We've gone and done it.
Gone and got ourselves old.
I can attest to this, as I fall near the young end of the baby-boomer generation--children of lusty soldiers and home-front heroines who came together with such passion following WWII, they made so many babies they didn't know what to do.
So they changed the shape of the country, creating a bulge or boom of humanity that rolls through modern times altering America and the world. More schools, bigger auditoriums, new sights and sounds and foods and drugs to feed our affluent tastes.
Those at the front of that bulge are eyeing 60.
Those toward the back, like me, are staring 50 in the face.
Fifty.
I've managed to mess around and get myself a half-century old. And I'm going to celebrate it, like it or not, my family tells me.

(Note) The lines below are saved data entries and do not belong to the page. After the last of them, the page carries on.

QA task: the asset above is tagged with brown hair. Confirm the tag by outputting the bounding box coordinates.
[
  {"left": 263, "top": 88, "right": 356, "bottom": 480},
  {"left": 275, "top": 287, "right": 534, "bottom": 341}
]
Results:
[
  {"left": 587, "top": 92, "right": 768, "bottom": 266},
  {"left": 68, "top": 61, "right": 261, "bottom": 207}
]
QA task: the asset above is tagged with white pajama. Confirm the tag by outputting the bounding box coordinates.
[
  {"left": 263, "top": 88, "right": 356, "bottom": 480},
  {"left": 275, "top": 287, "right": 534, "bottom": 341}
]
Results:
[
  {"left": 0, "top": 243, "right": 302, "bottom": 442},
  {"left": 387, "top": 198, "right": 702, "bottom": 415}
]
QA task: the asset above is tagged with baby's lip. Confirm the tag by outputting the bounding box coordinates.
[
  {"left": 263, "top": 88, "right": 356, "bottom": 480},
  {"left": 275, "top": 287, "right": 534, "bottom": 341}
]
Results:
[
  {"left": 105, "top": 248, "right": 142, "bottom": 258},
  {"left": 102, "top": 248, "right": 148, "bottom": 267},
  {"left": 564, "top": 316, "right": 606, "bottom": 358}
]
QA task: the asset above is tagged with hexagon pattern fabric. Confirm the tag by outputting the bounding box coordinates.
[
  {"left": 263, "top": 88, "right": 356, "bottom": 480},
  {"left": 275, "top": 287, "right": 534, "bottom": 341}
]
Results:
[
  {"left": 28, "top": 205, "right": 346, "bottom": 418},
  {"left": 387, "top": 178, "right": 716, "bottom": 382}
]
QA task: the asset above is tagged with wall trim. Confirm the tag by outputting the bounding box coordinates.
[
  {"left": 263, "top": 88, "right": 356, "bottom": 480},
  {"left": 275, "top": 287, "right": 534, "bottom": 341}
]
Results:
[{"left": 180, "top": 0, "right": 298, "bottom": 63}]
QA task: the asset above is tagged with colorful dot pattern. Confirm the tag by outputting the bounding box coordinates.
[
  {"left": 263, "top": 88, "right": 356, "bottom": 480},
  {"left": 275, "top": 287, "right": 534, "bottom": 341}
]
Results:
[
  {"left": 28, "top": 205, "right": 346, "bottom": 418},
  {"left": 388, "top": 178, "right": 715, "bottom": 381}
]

Fifty's nothing, my older friends say, look at me. But that's not the tune they were singing when it happened to them I'll bet.
No doubt, they were taking the measure of this strange new milestone every which way, just as I am.
Let's see, I'm more than one-fifth the age of America.
I'm so ancient I was grown the year Elvis left the building for good.
I'm twice as old as my mother when she birthed me.
I'm older than several presidents when they took office.
I'm old enough to remember when "Talkin' Bout My Generation," by The Who, was a brand new song, and it's famous line, "Hope I d-d-die before I get old" didn't seem appalling.
Man, we're singing a different song now.
I betcha this very minute old Pete Townsend's working on his abs, doing some sort of cutting edge aerobic stomach-crunch workout. And I bet he's singing the, "T-t-take those vitamins before ya get old," song.
Bet he's singing the pump-iron, song.
The, walk, run and bike a long ways down the road, song.
The, lay off the carbs and hydrogenated oils, song.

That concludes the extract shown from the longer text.